OXFORD.- The Ashmolean
announced the acquisition of a monumental sculpture by Taiwanese artist Ju Ming (b. 1938). Taichi Arch (2000) has been installed on the Museums main forecourt, to the left of the entrance, and opposite Henry Moores Three Piece Reclining Figure (1963) which is on temporary loan from the Henry Moore Foundation.
The sculpture by Ju Ming has been given to the Museum by the Juming Culture and Education Foundation in memory of Professor Michael Sullivan who died in September. Professor Sullivan was a world authority on 20th-century and contemporary Chinese art, who began collecting Chinese painting in the 1940s with his wife, Khoan. The collection has become one of the most important groups of modern Chinese art in the West, and many of the works have been displayed over the years at the Ashmolean in the Khoan and Michael Sullivan Gallery which opened in 2000.
Ju Ming, born in Taiwan in 1938, is one of the most distinguished of living Asian sculptors. His early works were considered representative of the Nativist art of Taiwan, while in the late 1970s he began to create the more international series, the Taichi (shadow-boxing) figures. Of Ju Mings work, Prof Sullivan commented: It is rooted in the yin and yang dualism in Chinese culture, while the forms his works take owe much, even if indirectly, to modern Western art. The achievement of Ju Ming is that he has found, in his own cultural heritage, a natural source for the creation of a formal language that is both contemporary and Chinese.
Ju Ming has been exhibited around the world, across Asia, Europe, and the United States. His last major solo exhibition in the UK was held at the South Bank Centre, London, in 1991. In 2005, Michael Sullivan donated a bronze Taichi figure to his college, St Catherines, University of Oxford.

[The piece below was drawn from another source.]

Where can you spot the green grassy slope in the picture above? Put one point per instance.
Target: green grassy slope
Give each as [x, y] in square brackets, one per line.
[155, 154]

Dr Shelagh Vainker, Curator of Chinese Art, Ashmolean Museum, said: The Ashmolean is profoundly grateful to the Juming Education and Culture Foundation for enabling the Museum to commemorate Michael Sullivan with this important sculpture. Michael was a pioneer in the study of Chinese art and his contributions to the field continued until the end of his life. We hope that Ju Mings sculpture, displayed on the Museum forecourt, will encourage more people to enjoy and study contemporary Chinese art the subject to which Michael dedicated his life.